Certainly, if one says "through my fault, my fault, my most grevious fault", people entirely understand this -- though, indeed, the may not speak like this on television or on the street corners. Or to add in descriptive words like "precious Chalice", "sacred hands", certainly does not obscure either, but again, it is a different form of English speech. But that different form of English speech is not without comprehension.
What this must mean, then, is that it isn't merely about the use of English words that are of less use in common-speak, but it is also about speech that would be commonly heard on streets, in shopping malls and on television. That is "being adapted".
But from whence comes this principle? More sacral forms of English are comprehensible and set the sacred liturgy outside the normal, the banal, the secular. This is as it ought to be since the sacred liturgy is not a pedestrian event. Again, it is not merely a horizontal, communal event, but also one of primarily heavenly and transcendent orientation -- the context in which the communal occurs. We do not bring the heavenly down to the banal and everyday, rather we bring the everyday up into the heavenly.
Bishop Trautman: "I see this letter [from Arinze] as a clarification and further restatement of criteria for translation previously authored by the congregation," Bishop Trautman said. He said it "offers additional input for the deliberation of the bishops."
I'm not entirely certain what Bishop Trautman means by his last quote, but it seems to be a good example of where black is called white and vice versa. To anyone reading Arinze's letter, what becomes clear is that there is not as much input on the matter of translation as a certain sector of the U.S. Bishops (and presumably some other English speaking bishops) would wish. Rather, in all but certain specialized exemptions that the CDW would possibly entertain, the principles of Liturgiam Authenticam are the norm.

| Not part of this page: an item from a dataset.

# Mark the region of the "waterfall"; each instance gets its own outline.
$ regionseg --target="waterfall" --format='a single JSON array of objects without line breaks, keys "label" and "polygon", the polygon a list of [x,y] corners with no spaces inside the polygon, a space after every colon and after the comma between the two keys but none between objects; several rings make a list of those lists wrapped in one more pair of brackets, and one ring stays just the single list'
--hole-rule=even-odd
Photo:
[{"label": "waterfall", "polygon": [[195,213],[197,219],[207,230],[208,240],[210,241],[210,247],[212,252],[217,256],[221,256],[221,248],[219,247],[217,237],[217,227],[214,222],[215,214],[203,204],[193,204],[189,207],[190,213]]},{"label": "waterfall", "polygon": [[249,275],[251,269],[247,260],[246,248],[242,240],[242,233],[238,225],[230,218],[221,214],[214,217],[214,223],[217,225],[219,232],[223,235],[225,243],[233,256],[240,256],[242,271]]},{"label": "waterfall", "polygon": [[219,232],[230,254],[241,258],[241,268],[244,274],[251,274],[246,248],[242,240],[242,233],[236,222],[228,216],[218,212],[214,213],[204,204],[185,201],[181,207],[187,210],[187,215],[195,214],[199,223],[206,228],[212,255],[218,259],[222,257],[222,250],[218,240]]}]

Without seeing the full context of what Bishop Trautman is saying, certainly his suggestion that Arinze's letter offers "additional input for the deliberation of the bishops" seems to either stubbornly resist the reality which Arinze presented, or turn Arinze's letter, and Liturgiam Authenticam itself, into something merely subjective and optional; mere "advice" for the bishops to consider, but not objective instruction which they are bound to follow. In either case, it seems to be a subtle form of resistance.]